Wednesday, October 30, 2013

Geostationary Satellites!

Space is far from empty.  Especially in the Earth's neighborhood there are lots of objects.  Rare is a twilight while out observing from a dark site when you do not spot a dozen or more satellites moving across the sky.  Fortunately it is not as bad as the movie "Gravity" when a space station or habitable pod is just a few dozen miles away, but in the near-earth environment there are lots of both naked-eye satellites, as well as fainter ones that show up in telescopic or binocular views.

Some of the easiest to photograph, especially from a dark site, are the geostationary satellites.  Mostly communication or weather stations, they orbit precisely every 24 hours over the equator, so an observer on the ground will see these points of light fixed in the sky.  NOT fixed with respect to the stars, but fixed with respect to the ground.  All you need to image them is a tripod and camera and you can spot them because they are fixed with respect to the trailing stars as the earth rotates.  Because of parallax, from northern latitudes they appear to be located south of the celestial equator - from Tucson's 32 degrees latitude, they appear at about -5.5 degrees declination.  A few weeks ago, before our recent Midwest trip, I went out towards the base of Kitt Peak to image some of these  Shown at left here is the result of 50 (!) co-added exposures with a DSLR and 50mm lens running 90 second exposures, pointed a little east (about 10 degrees east of due south).  I had in-camera noise reduction turned on to minimize hot pixels that would confuse identification, so 50X90s=75minutes of exposure over a period of 2.5 hours.  The bright points are the geostationaries - there were over 25 in the full frame, this one is cropped about 25%.  The dashes are the stars that trailed through the frame.  Besides the point like satellites, there are also a large number of trails NOT in the same direction as the stars.  These are geosynchronous satellites - likely rocket boosters or inoperative satellites that have been moved out of the crowded geostationary positions.  They also orbit every 24 hours, but have a slight inclination, so they do not orbit over a single point. 
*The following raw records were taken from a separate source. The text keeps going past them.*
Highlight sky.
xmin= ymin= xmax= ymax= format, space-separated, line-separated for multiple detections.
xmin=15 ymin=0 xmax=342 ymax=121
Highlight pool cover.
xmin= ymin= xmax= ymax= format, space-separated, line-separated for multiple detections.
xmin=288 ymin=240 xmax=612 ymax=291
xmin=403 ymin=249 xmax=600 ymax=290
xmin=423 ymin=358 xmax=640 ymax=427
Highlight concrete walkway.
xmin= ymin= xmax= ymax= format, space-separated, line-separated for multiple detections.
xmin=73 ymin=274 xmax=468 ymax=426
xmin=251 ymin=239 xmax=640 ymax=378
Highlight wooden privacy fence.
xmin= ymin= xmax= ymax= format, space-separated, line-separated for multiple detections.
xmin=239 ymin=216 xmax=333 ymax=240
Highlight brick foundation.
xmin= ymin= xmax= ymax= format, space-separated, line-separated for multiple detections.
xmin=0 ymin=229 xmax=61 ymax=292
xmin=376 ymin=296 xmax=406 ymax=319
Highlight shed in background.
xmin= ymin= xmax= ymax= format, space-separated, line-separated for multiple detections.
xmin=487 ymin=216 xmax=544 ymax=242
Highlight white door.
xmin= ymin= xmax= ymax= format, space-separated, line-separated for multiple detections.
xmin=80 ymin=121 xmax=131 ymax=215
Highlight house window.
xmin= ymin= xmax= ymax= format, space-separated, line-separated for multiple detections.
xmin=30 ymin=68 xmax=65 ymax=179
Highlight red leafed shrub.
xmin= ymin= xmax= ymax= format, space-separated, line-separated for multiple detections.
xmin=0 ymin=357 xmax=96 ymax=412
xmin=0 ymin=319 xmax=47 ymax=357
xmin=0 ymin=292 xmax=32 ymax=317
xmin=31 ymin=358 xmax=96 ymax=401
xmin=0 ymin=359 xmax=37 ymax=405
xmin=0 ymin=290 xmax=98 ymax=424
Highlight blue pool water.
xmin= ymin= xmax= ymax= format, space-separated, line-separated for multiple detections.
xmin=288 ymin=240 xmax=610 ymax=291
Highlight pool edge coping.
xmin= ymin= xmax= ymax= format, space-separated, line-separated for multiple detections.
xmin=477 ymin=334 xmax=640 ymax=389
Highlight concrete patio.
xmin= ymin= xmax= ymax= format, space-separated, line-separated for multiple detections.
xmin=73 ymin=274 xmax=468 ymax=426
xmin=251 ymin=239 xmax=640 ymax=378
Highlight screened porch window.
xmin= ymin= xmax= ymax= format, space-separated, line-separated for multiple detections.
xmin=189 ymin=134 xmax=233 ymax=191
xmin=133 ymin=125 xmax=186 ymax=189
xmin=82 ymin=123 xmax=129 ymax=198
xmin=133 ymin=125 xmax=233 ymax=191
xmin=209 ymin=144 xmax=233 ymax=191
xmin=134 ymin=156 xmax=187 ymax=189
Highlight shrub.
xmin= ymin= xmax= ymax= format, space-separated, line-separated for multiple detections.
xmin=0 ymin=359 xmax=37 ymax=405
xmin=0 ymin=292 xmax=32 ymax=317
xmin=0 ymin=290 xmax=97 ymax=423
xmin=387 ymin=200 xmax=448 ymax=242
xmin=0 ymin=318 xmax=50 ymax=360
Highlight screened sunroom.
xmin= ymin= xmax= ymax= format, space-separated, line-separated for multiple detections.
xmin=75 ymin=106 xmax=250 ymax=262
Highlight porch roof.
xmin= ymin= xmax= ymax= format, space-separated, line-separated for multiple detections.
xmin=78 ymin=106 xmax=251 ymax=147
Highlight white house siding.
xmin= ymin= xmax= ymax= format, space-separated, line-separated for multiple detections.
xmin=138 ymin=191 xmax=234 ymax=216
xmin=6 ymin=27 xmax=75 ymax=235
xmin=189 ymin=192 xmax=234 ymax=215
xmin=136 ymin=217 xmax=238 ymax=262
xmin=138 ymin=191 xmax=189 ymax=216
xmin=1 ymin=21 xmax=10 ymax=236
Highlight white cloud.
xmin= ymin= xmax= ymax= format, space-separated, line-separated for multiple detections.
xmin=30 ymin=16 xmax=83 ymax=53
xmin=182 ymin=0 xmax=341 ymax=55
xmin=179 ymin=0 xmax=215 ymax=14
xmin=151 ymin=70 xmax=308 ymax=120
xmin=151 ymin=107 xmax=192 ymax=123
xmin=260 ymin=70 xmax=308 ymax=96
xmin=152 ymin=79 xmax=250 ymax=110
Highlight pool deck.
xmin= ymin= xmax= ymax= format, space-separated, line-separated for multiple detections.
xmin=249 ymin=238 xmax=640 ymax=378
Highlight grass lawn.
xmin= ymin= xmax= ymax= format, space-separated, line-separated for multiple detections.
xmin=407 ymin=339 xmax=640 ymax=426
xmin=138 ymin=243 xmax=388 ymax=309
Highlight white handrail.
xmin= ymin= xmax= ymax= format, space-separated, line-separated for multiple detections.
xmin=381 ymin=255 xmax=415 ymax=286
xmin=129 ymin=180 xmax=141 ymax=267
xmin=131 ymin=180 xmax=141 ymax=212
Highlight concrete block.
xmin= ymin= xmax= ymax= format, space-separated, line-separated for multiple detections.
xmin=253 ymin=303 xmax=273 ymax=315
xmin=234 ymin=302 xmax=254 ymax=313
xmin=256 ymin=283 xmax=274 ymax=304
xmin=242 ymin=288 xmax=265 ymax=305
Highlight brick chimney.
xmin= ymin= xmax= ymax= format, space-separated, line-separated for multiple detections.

Many of these geosynchronous orbits trace out a figure 8 shape as seen from the Earths surface if it could be followed for a full 24 hours.  At left in this frame is a close-up of the satellites, taken with my 70-200 zoom (set to 90mm focal length), again, for the full 2.5 hour period.  This one is highly cropped of the right part of the field above, and in it you can see how well aligned the geostationary ones are to the earth as they don't budge much.  The one not in the plane of the others traced out a looping curve in the 2.5 hours of coverage...

The last exposure shown here is one of the single frames with the 50mm lens, cropped pretty tightly from the left side of the first frame above.  Besides the line of geostationaries, there are a trio of geosynchronous satellites visible, one of which (the bottom) that is glinting sunlight to my position.  I picked the observation period (a couple weeks after equinox) that was favorable for catching glints like this, and many of them caught the sun, brightening a lot before they went into the Earth's shadow.  I was able to spot several of them in binoculars, and I'm pretty sure I could see them naked eye.  Certainly the one below left would have been easily visible to the naked-eye during the 10 minutes it was flaring.  Unfortunately, they move so slowly relative to the stars that they are hard to identify only from their appearance, unless you have the advantage of watching the camera display as the frames are coming in.  Interestingly, over heavily populated areas, like the US, they can position and use them with .1 degrees angular separation, which at the geostationary distance of  22,000 miles (36,000km) corresponds to a real separation of about 44 miles (73km).

I'd like to be able to identify some of these, but haven't yet as I need to figure out how to measure the east-west alignment more accurately.  Since these were about 10 degrees east of due south, and we're at about 112 degrees longitude, they are mostly about 102 degrees west longitude.  I'll continue to observe them occasionally, and I encourage you to do the same - it's easy as there are no tracking issues!